More than half of Black, Asian and minority ethnic (BAME) MPs say they have experienced racism, racial profiling and prejudice from fellow MPs, an ITV News investigation has found.
In an anonymous survey sent by ITV News to all 65 BAME MPs, 62% of the 37 respondents said they had experienced racism from staff in the Houses of Parliament while 51% said they had dealt with racism from fellow MPs.
Of the respondents – which include MPs from the Conservatives, Labour and the Liberal Democrats – several spoke of what they had experienced throughout their careers.
Labour’s Tulip Siddiq told ITV News that when she told a fellow MP in the chamber of the House of Commons she was pregnant, her colleague said she was surprised doctors had told her she was having a daughter, as she believed that people from an Asian background are more likely to abort baby girls.
“Speaking to a colleague of a mine, she looked at me in astonishment and said ‘you know you’re having a girl because normally they don’t tell people of Asian origin they’re having a girl because you know, then Asian people decide’… and I looked at her and I couldn’t believe what she was saying,” she told ITV News.
MPs also spoke of the racial profiling and prejudice they’ve faced within the Houses of Parliament.
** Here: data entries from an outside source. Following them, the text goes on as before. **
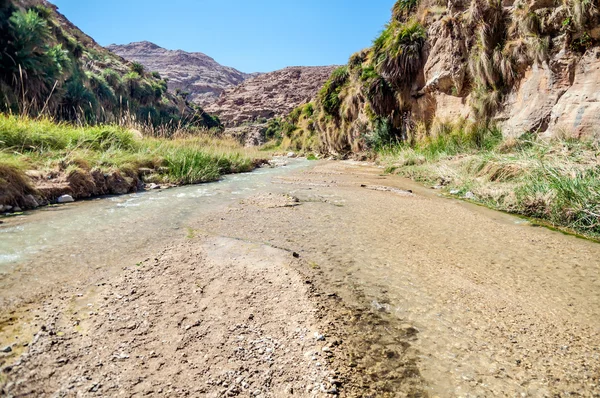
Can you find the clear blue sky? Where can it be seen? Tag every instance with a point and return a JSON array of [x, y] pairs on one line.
[[252, 36]]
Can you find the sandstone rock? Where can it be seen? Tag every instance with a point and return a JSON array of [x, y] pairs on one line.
[[577, 112], [446, 65], [65, 199], [196, 73], [248, 134], [30, 202], [530, 106], [270, 95]]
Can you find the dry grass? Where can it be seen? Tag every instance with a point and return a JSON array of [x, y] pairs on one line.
[[557, 181], [79, 152]]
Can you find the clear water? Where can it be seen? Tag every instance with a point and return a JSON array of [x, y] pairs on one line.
[[98, 230]]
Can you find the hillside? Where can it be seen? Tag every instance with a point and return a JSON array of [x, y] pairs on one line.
[[49, 66], [519, 66], [269, 95], [195, 73]]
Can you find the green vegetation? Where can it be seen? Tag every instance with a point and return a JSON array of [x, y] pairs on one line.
[[48, 67], [556, 181], [79, 153]]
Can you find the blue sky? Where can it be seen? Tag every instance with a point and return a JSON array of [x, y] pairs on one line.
[[252, 36]]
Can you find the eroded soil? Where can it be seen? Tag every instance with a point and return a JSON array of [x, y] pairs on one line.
[[333, 281]]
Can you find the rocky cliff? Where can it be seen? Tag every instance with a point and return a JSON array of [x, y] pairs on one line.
[[526, 66], [195, 73], [48, 65], [269, 95]]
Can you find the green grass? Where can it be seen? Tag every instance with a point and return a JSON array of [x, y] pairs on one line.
[[60, 148], [556, 181]]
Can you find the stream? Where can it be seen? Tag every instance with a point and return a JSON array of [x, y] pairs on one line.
[[466, 301], [50, 243]]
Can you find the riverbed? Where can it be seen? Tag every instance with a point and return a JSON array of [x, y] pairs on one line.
[[427, 296]]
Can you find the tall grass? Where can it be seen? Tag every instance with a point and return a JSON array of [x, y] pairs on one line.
[[61, 148], [557, 181]]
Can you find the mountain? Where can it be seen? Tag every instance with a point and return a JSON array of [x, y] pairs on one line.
[[49, 66], [524, 66], [195, 73], [269, 95]]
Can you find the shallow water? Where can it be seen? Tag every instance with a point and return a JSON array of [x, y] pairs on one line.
[[89, 233]]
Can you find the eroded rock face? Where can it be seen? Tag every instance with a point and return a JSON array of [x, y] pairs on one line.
[[577, 113], [529, 106], [196, 73], [270, 95]]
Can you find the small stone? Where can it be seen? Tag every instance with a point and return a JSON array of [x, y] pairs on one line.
[[470, 195], [65, 199], [31, 202]]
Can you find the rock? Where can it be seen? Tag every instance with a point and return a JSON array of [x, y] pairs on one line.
[[31, 202], [144, 171], [269, 95], [577, 113], [530, 106], [249, 134], [196, 73], [470, 196], [65, 199]]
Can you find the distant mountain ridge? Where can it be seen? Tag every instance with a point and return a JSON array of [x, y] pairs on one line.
[[196, 73], [270, 94]]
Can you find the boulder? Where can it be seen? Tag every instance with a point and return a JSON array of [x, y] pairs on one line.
[[65, 199], [30, 202]]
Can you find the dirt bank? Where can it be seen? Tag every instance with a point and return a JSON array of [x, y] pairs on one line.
[[413, 295]]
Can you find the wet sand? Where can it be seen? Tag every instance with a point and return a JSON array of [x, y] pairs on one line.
[[413, 295]]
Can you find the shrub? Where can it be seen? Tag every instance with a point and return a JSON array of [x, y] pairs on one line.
[[329, 96], [397, 52], [138, 68]]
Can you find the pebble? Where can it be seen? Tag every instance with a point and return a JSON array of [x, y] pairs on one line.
[[65, 199], [470, 195]]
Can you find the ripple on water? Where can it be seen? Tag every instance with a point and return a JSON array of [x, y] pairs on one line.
[[9, 258], [12, 229]]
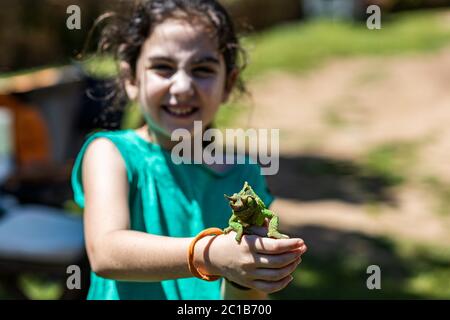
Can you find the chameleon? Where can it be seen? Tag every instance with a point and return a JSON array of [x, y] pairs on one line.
[[249, 210]]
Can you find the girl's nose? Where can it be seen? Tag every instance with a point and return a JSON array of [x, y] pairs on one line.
[[181, 85]]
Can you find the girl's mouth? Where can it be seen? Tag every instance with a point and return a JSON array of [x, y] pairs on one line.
[[180, 111]]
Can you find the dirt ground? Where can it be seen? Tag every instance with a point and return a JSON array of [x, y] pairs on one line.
[[345, 109]]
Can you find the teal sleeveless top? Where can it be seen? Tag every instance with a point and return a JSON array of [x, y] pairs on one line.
[[169, 200]]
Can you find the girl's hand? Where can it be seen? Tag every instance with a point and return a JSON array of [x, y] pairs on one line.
[[259, 263]]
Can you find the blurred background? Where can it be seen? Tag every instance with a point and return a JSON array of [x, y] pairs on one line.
[[363, 117]]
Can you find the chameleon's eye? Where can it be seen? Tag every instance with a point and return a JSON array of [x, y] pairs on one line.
[[250, 201]]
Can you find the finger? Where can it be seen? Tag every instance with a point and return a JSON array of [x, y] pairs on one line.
[[272, 246], [260, 231], [276, 274], [271, 286], [276, 261]]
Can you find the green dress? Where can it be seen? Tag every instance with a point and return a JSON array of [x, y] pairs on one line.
[[170, 200]]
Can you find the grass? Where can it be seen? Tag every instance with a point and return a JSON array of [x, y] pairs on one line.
[[441, 192]]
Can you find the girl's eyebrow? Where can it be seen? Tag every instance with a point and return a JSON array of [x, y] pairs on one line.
[[206, 59]]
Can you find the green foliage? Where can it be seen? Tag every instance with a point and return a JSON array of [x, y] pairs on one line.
[[298, 47]]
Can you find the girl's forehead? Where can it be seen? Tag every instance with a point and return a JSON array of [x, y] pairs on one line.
[[180, 38]]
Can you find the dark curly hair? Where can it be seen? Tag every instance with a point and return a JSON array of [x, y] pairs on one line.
[[126, 32]]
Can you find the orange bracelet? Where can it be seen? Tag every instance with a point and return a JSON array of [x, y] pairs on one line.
[[192, 268]]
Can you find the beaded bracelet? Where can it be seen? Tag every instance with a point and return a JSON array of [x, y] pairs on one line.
[[192, 268]]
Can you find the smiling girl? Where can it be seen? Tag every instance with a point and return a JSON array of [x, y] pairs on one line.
[[179, 61]]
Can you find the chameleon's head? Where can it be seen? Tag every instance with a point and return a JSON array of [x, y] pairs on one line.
[[241, 203]]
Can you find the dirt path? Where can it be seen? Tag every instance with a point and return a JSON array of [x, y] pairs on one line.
[[349, 107]]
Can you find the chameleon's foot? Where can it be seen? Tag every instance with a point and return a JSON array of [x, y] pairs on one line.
[[238, 237], [277, 235], [227, 230]]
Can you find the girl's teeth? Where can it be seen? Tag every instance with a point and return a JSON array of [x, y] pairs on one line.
[[180, 112]]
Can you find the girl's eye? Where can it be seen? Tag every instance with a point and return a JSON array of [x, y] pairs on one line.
[[203, 71], [162, 69]]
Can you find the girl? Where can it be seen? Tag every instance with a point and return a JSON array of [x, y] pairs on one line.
[[179, 60]]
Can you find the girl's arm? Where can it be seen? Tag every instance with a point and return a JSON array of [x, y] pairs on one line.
[[116, 252]]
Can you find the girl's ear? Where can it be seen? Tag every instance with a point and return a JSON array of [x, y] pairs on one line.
[[130, 82], [229, 85]]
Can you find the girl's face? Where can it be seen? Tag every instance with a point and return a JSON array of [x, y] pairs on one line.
[[180, 76]]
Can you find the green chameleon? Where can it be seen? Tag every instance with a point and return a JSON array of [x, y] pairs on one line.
[[250, 210]]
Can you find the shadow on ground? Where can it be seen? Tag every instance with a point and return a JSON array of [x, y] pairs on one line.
[[335, 267], [312, 178]]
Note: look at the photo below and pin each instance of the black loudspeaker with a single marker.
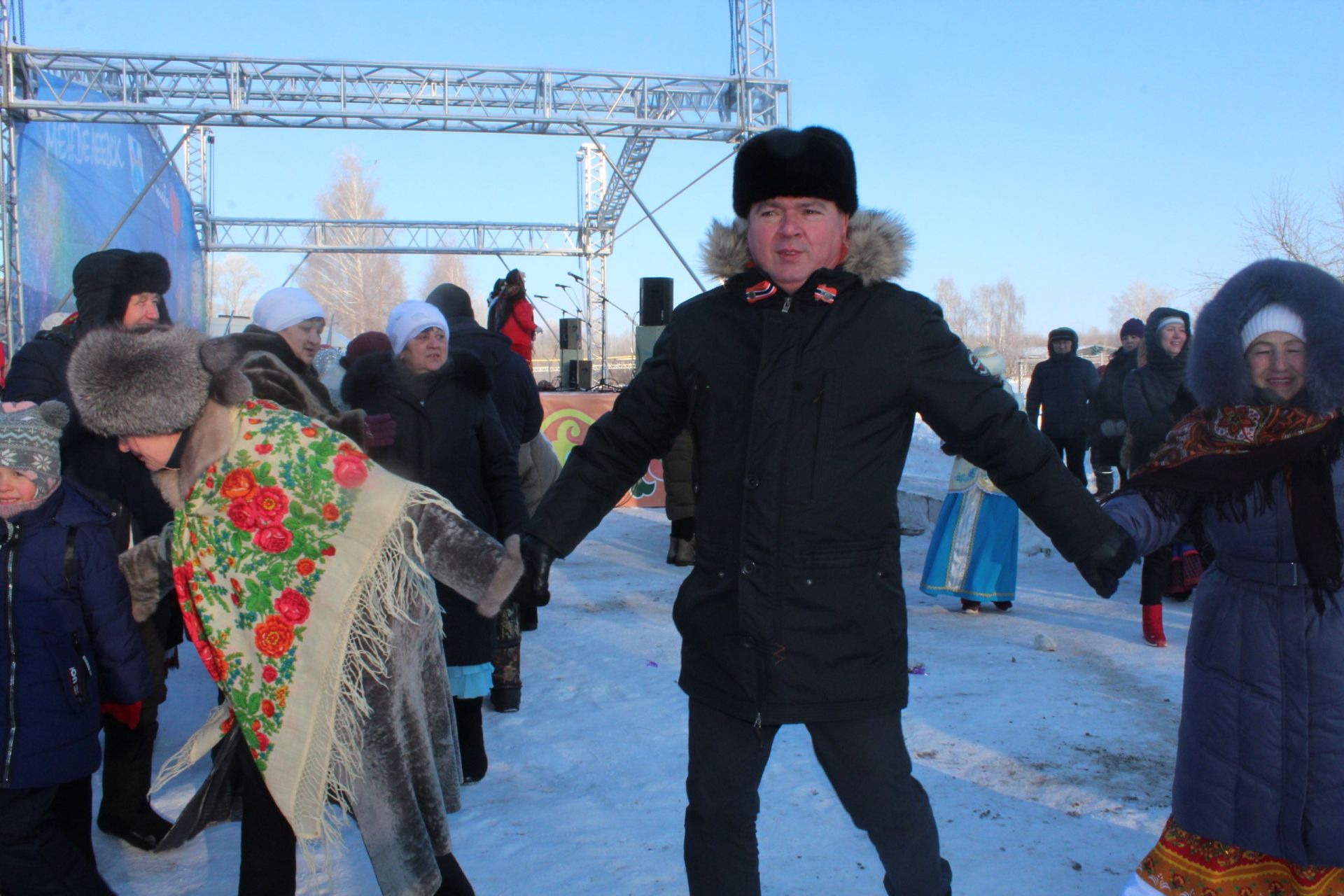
(570, 333)
(580, 375)
(655, 301)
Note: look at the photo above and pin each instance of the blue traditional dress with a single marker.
(974, 552)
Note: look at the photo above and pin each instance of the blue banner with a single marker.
(76, 182)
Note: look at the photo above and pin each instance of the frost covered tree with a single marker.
(1287, 226)
(960, 316)
(234, 286)
(1139, 300)
(356, 289)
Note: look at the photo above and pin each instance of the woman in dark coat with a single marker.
(113, 289)
(449, 437)
(1107, 425)
(1259, 792)
(1155, 398)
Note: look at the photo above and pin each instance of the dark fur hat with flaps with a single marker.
(813, 162)
(150, 382)
(1218, 374)
(105, 281)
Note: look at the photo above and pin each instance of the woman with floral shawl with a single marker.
(298, 564)
(1259, 793)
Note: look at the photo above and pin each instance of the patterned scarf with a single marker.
(289, 559)
(1230, 456)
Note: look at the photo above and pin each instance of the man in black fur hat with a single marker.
(115, 288)
(800, 378)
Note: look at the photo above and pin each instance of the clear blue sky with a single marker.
(1070, 147)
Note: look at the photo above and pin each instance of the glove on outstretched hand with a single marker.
(379, 430)
(534, 589)
(127, 713)
(1108, 562)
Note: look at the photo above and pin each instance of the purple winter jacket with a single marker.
(1260, 761)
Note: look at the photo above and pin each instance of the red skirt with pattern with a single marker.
(1183, 862)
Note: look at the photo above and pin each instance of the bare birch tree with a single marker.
(1289, 227)
(1000, 312)
(234, 286)
(1139, 300)
(960, 316)
(356, 289)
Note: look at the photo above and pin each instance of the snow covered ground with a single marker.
(1049, 773)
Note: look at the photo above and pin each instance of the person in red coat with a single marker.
(511, 314)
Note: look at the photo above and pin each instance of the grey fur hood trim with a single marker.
(139, 382)
(879, 244)
(1218, 374)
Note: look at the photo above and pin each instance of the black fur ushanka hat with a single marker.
(105, 281)
(813, 162)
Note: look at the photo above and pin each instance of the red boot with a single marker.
(1154, 633)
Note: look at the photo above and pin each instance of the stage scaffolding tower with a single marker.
(223, 92)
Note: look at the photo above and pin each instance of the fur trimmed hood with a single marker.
(879, 244)
(1218, 374)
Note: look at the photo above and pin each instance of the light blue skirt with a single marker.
(470, 681)
(974, 552)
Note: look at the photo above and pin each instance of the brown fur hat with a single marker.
(150, 382)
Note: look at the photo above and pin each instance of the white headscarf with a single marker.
(284, 307)
(409, 320)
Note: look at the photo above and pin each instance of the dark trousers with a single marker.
(1152, 580)
(46, 846)
(1072, 451)
(268, 864)
(128, 752)
(866, 762)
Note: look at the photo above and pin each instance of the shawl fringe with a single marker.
(393, 586)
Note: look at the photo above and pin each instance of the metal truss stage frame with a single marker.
(207, 92)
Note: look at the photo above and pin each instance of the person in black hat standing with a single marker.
(115, 288)
(1107, 425)
(800, 378)
(1059, 390)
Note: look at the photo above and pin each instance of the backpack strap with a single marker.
(70, 556)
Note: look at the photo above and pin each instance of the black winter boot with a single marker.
(454, 879)
(470, 738)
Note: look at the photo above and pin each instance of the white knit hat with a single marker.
(409, 320)
(1272, 318)
(284, 307)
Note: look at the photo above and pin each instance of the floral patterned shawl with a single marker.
(1228, 460)
(289, 559)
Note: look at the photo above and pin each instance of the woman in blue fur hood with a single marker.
(1259, 793)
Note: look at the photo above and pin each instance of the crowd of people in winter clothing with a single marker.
(354, 545)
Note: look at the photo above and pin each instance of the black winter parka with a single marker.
(1155, 393)
(803, 407)
(1109, 405)
(1060, 387)
(514, 388)
(452, 442)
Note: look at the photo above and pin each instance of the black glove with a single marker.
(1108, 562)
(534, 589)
(379, 430)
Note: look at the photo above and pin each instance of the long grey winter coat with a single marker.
(1260, 762)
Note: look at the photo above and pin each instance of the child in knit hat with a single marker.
(67, 644)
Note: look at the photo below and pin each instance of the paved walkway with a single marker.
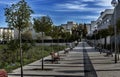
(82, 61)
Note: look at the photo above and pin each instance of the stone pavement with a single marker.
(82, 61)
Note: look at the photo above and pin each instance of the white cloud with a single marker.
(72, 6)
(105, 3)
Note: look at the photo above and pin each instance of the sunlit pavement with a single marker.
(82, 61)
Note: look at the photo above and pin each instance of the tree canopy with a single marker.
(18, 15)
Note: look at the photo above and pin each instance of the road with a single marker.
(82, 61)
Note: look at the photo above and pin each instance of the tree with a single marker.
(18, 16)
(43, 25)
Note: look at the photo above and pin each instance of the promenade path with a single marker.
(82, 61)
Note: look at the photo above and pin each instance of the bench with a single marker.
(66, 51)
(55, 57)
(108, 53)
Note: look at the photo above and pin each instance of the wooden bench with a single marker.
(55, 57)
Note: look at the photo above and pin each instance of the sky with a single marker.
(61, 11)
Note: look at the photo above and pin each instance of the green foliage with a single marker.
(32, 54)
(43, 24)
(18, 15)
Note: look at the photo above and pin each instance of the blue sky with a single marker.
(61, 11)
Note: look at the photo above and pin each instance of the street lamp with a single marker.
(114, 4)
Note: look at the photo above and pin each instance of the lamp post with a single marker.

Several highlighted how they had been mistaken for other MPs throughout their time in Westminster, while another said they were told a lift designated for MPs was “not for cleaners”.
Dawn Butler, Labour MP for Brent Central, told ITV News of how she was once escorted out of an MP-only room by security. “A police officer came to physically escort me out of the members’ tearoom even though he was told I was a member of parliament. He later sent me a written apology,” she revealed.
Labour MP for Bradford West Naz Shah said there was no equality for BAME MPs in the Houses of Parliament.
“You battled your way [to parliament], broken the glass ceiling, you think there’s going to be equality, we can advocate equality for the whole of the country and that’s what we’re supposed to be doing but actually we’re landing somewhere we don’t have that equality,” she said.
“Even if you look at the last few weeks with the select committees, 20 select committees, not one BAME MP was made chair.”
A total of 92% of the BAME MPs who responded to the survey said they believed it was more difficult for them to get elected to Westminster because of their ethnicity and faith.
Ms Siddiq said she was advised to use her husband’s English surname when running to become an MP in Hampstead and Kilburn because she was told no one would vote for “Tulip Siddiq”.
Multiple others who responded anonymously to the ITV News survey said concerns about racism within Westminster are often dismissed by fellow MPs.
A total of 81% of the respondents said they had faced racism about their ethnicity or religious beliefs from the public.
One MP, speaking anonymously, said they had been spat at in the street owing to their religious beliefs, while others mentioned racist comments on the doorstep, death threats, racist letters and emails.
Member of Parliament for Oxford West and Abingdon, Lib Dem Layla Moran, who is of Palestinian descent, said she often gets people trying to “tear her down”.
92% say it was more difficult for them to become MPs because of their ethnicity
83% say their ethnicity has made their work as an MP more difficult
81% have experienced racism from public
62% have experienced racism or racial profiling from on the parliamentary estate
51% have experienced racism or racial profiling from fellow MPs
“The comments about going home come to me a lot. It is really hurtful and horrible. You learn to wear an armoured jacket so you don’t listen to it. I’ve got as much right to be here as anyone else,” she said.
Manchester Gorton MP Afzal Khan added that he believes there is now a “license to challenge people’s right to be here”.
“For over 50-plus years I’ve been here, this is my country, everything I have, everything I want to give back, is to this country,” the Labour MP said.
A House of Commons spokesperson responded to the survey and said: “It is unacceptable that some MPs have experienced racism, and we are particularly concerned to hear of instances occurring on the Parliamentary Estate.
“We are committed to taking any necessary steps to ensure this does not happen in future.”